China Infrastructure? Maybe Good, Maybe Not

Behind China’s $1 Trillion Plan to Shake Up the Economic Order,” (New York Times, May 13, 2017) profiles China’s massive infrastructure spending across Asia, Africa, and parts of Europe. China’s government has funded vast infrastructure projects across China extending now beyond its borders into Laos, Myanmar, Vietnam, Indonesia and beyond:

Chinese money is building power plants in Pakistan to address chronic electricity shortages, part of an expected $46 billion worth of investment.

Chinese planners are mapping out train lines from Budapest to Belgrade, Serbia, providing another artery for Chinese goods flowing into Europe through a Chinese-owned port in Greece.

The massive infrastructure projects, along with hundreds of others across Asia, Africa and Europe, form the backbone of China’s ambitious economic and geopolitical agenda… creating new markets for the country’s construction companies and exporting its model of state-led development in a quest to create deep economic connections and strong diplomatic relationships.

Whether these infrastructure investments become profitable and improve trade relationships, or languish unfinished and underused, will be revealed in the coming years and decades. Both governments and private  firms can spend tens of billions building infrastructure but in the wrong place, the wrong way, or at the wrong time.

China-operated Gwadar Port in southern Pakistan

China-operated Gwadar Port in southern Pakistan

The privately-financed tunnel under the English Channel has been a success for users but not for investors. “Channel tunnel’s 20th birthday holds lesson on big projects,”(Financial Times, May 5, 2014):

As an ambitious engineering project with a price tag of billions that ran into complex difficulties, the Channel tunnel may hold lessons in the debate over the merits of other complex and expensive infrastructure projects in the making. …

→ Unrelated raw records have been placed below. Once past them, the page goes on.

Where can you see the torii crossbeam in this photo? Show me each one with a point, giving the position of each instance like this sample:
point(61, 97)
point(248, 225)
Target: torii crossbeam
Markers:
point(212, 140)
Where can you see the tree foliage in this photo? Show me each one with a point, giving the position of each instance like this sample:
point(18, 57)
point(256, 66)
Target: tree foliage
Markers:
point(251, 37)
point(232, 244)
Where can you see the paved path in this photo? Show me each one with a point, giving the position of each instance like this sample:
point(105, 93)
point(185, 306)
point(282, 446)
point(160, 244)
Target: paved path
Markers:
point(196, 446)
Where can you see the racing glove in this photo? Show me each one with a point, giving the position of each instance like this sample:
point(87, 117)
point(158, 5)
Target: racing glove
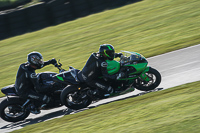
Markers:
point(53, 61)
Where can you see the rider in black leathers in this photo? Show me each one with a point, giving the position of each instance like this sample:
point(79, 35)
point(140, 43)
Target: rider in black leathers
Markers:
point(27, 84)
point(96, 66)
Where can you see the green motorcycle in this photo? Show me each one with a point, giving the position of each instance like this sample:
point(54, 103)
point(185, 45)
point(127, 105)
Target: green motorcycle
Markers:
point(134, 74)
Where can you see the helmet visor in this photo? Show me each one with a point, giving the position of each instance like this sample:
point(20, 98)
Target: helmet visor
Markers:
point(37, 60)
point(110, 54)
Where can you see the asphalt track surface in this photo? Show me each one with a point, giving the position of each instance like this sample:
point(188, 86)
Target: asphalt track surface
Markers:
point(176, 68)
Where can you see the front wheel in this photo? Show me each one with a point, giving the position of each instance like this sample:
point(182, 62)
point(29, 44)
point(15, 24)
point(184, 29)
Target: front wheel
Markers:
point(11, 111)
point(74, 98)
point(155, 79)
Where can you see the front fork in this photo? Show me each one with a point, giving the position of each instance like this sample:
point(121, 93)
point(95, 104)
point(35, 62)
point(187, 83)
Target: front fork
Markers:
point(143, 75)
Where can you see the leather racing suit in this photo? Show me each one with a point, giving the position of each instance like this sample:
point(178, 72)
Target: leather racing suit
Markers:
point(96, 67)
point(27, 84)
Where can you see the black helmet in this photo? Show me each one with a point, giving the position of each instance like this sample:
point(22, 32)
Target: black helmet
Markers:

“It’s a wonderful thing from which we’ve all benefited, apart from the people who paid for it to be built who lost substantially all their money,” said Douglas McNeill, investment director and analyst at Charles Stanley.

“It’s a salutary reminder of the dangers of over-optimism when it comes to major infrastructure projects.”

China’s new infrastructure spending may help the hundreds of millions still impoverished in Laos, Pakistan, and nearby countries prosper from new roads, rail lines, and ports connecting them to the world economy. Or these investments may turn out to be over-optimistic or poorly conceived and designed, as many argue government-funded infrastructure has been within China over the last decade. “Why China keeps throwing trillions in investments down the drain,” (Fortune, December 1, 2014) reports:

The delivery rate of completed capital projects, which was 74-79% in the late 1990s, has now fallen below 60%. This implies that nearly 40% of Chinese investment projects are either not finished on time or not completed at all.

The even more alarming figure, which made headlines around the world, is that ineffective investment has cost China $10.8 trillion since 1997. Sixty-two percent of the wasteful investment—$6.8 trillion—was made after 2009, when China went on an investment binge to stimulate its economy.

How much spending by Chinese central and provincial government banks building  factories, housing, and infrastructure inside China over the last decade has been for good and how much poor investments? Only time will tell. Much depends upon returns earned from factories, housing, office buildings, railways, dams, coal, solar, wind power installations, ports and airports, and highways.

The next trillion dollars spent building transportation infrastructure across Asia, Africa and Europe will face similar market tests, as revenue generated may or may not pay for the cost of design and construction.